Thomas Frölicher of ETH-Zurich and colleagues from Princeton report in Nature Climate Change that they tried to model the long-term planetary adjustment after carbon dioxide emissions from fossil fuel burning stopped altogether.
They simulated a planet in which greenhouse gas emissions continued to rise, until concentrations in the atmosphere had reached four times the pre-Industrial levels, and a total of 1,800 billion tons had been released into the atmosphere. And then the emissions stopped.
The consequences were unexpected. The carbon dioxide in the atmosphere would indeed gradually be absorbed by forests, crops, algae and other natural CO2 devourers; it would be incorporated into the calcium shells and corals and skeletons in the ocean and then slowly be tucked away as rock.
But after an initial period in which temperatures started to drop, something else happened. The simulated planet started to warm again, and go on warming for another 400 years or more.
Oceans’ influence dims
That is because although what scientists call “radiative forcing” – CO2 traps infra-red radiation and keeps the Earth’s temperature up – would begin to ease, the polar oceans that play such a powerful role in the climate machine would become less efficient at removing the surplus heat.
The logic of all this rests on the reasoning that life on Earth for the last 10,000 years has continued comfortably with a particular ratio of CO2 to other gases in the atmosphere.
To increase carbon levels significantly – and this has already begun to happen – would therefore disturb this comfortable equilibrium, and then trigger a very long period of uncertainty.
Frölicher and colleagues found that 40% of the extra carbon in the atmosphere would have been been soaked up within 20 years, and 80% within 1,000 years. This would of course affect temperatures.
First, as the carbon dioxide levels reached a maximum, the world would warm sharply and then, after 15 or 20 years, start to cool. The cooling could continue for a century.
Little time
But in the simulation, after the initial 100-year cooling-off period the Earth started to warm again.
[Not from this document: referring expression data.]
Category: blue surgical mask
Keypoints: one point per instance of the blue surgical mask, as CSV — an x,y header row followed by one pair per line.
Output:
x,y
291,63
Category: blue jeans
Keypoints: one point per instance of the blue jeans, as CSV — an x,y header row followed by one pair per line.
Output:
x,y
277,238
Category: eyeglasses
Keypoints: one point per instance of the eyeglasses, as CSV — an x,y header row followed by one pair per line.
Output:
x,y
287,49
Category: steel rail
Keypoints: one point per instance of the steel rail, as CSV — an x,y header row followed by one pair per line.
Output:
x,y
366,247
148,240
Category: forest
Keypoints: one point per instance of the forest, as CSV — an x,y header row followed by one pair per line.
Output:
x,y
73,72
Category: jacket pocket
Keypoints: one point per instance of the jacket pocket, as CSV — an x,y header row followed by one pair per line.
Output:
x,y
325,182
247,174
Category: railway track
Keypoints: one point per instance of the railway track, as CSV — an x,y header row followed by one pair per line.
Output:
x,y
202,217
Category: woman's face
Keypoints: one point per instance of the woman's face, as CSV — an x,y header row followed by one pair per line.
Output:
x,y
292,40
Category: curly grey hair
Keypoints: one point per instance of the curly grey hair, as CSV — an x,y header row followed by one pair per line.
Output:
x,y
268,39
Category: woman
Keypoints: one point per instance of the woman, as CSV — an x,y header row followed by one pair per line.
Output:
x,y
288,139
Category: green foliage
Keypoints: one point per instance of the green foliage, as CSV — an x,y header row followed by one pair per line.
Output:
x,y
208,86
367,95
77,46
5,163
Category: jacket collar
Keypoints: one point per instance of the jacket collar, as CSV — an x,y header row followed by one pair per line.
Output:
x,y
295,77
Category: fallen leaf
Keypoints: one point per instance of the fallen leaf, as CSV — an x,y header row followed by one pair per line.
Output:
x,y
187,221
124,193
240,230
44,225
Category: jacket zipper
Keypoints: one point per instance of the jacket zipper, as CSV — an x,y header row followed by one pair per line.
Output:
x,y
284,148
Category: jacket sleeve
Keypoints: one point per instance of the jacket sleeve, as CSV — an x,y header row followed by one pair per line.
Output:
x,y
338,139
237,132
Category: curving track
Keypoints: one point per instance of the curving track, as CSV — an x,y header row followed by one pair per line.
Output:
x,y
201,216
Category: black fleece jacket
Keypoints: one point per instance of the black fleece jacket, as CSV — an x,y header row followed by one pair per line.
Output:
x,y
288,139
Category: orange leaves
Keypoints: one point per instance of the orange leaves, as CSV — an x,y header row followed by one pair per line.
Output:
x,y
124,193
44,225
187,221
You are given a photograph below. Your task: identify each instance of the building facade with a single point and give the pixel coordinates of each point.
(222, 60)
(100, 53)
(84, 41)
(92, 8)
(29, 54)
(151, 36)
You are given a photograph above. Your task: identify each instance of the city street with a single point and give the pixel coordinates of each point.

It went on warming for 400 years, by 0.37°C. This doesn’t sound much – but the Earth has already warmed by 0.85°C over pre-Industrial averages.
The world’s governments have collectively agreed that it would be good if the rise in average global temperatures could be halted at 2°C, and they have accepted in principle – serious concerted action has yet to be agreed – that with 500 billion tons of CO2 already released into the atmosphere, the safe limit should be 1,000 billion. But this now looks less plausible.
“If our results are correct, the total carbon emissions required to stay below 2°C of warming would have to be three quarters of previous estimates, only 750 billion tons of carbon,” said Frölicher. “Thus, limiting the warming to 2°C would require keeping future cumulative carbon emissions below 250 billion tons, only half of the already emitted amount of 500 billion tons.”
The research is a simulation, and the real lesson is probably that researchers still have a lot of work to do to understand the subtle relationships between atmosphere and ocean. But it suggests that the climate problem is more urgent than anyone may have realised.
“This is illustrative of how difficult it may be to reverse climate change – we stop the emissions but we still get an increase in the global mean temperature,” says Frölicher.